Immunefi’s bug bounties can reduce exploit probability, but user reimbursement depends on separate mechanisms such as cover products, reserve funds, or governance-approved payouts.
Frequently Asked Questions
What is protected capital in DeFi?
Protected capital is the share of user funds that has a defined loss-mitigation mechanism behind it, such as active cover, a safety module, or a reserve fund with explicit payout rules. It is different from TVL, which measures deposited assets only.
Why is TVL not enough on its own?
TVL shows how much capital is deposited in protocols, but it does not show whether those funds are insured or recoverable after a hack or failure. Researchers in 2025 even argued TVL itself needs stronger verification standards.
Is there already a standard protected-capital metric?
No widely adopted DeFi-wide standard exists as of March 21, 2026. L2BEAT uses “Total Value Secured” for scaling systems, and insurance providers report cover activity, but DeFi does not yet publish a unified protected-capital benchmark across protocols.
Which existing data points could feed such a metric?
The most practical inputs are active cover purchased, protocol reserve funds with documented payout conditions, and safety-module capital. Bug-bounty commitments can be tracked separately as preventive capital because they deter exploits but do not automatically reimburse users.

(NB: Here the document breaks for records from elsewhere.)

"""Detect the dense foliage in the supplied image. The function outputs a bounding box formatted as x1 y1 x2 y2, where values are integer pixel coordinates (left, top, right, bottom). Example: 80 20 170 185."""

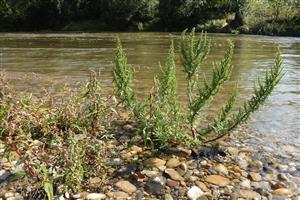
0 29 282 199
113 29 282 148
0 0 300 35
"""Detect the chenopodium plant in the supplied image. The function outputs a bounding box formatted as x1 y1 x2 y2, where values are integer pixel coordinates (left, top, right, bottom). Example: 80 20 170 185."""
113 29 283 147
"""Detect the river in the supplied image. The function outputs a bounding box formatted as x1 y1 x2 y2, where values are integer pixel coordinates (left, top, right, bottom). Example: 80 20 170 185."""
0 33 300 152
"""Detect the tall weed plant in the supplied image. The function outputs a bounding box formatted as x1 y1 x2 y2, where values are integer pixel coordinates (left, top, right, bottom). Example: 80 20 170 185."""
113 29 282 148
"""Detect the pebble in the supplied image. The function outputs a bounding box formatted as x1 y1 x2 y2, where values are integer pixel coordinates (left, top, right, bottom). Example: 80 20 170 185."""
145 158 166 168
89 177 102 187
165 194 173 200
205 175 230 187
167 178 179 188
240 179 251 189
145 177 167 195
272 188 292 196
177 163 188 176
214 164 228 175
196 181 209 192
165 168 184 181
187 186 204 200
86 193 106 200
277 174 289 181
4 192 15 199
116 181 137 193
112 191 129 200
265 174 277 181
239 190 261 200
166 158 181 168
248 172 261 181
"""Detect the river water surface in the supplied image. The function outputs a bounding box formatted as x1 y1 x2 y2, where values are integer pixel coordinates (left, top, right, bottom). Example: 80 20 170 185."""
0 33 300 155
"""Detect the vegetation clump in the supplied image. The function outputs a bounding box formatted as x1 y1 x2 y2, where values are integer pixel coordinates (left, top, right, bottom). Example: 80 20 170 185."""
0 29 282 199
0 0 300 36
113 29 282 147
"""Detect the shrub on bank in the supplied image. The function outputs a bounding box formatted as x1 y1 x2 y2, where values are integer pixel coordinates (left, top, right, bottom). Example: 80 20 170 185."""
0 30 282 199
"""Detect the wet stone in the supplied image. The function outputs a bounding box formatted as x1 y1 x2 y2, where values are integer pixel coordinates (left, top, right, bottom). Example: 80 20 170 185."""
205 175 230 187
145 158 166 168
187 186 204 200
166 158 181 168
86 193 106 200
239 190 261 199
145 177 167 195
214 164 228 175
272 188 292 196
165 168 184 181
248 172 261 181
116 181 136 193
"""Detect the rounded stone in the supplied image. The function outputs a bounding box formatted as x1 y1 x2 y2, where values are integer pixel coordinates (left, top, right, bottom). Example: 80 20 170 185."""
187 186 204 200
116 181 137 193
86 193 106 200
205 175 230 187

How large is the gap today?
The exact gap is not standardized, which is the core problem. But the contrast is visible: Binance Research estimated DeFi TVL at about $95.7 billion in February 2026, while Nexus Mutual reported more than $1 billion in cover purchased during 2025.
Conclusion
DeFi does not need fewer metrics. It needs one better metric beside TVL. Protected capital would show whether the sector is building durable financial infrastructure or simply accumulating exposed deposits. With TVL near $95.7 billion in February 2026 and exploit losses still measured in the billions over recent years, the absence of a standard protection benchmark is becoming harder to justify. The next phase of DeFi reporting should measure not only how much capital arrives, but how much capital can survive failure.
Disclaimer: This article is for informational purposes only. DeFi protocols carry significant risks including smart contract vulnerabilities, impermanent loss, and potential total loss of funds. Always review protocol audits and never invest more than you can afford to lose.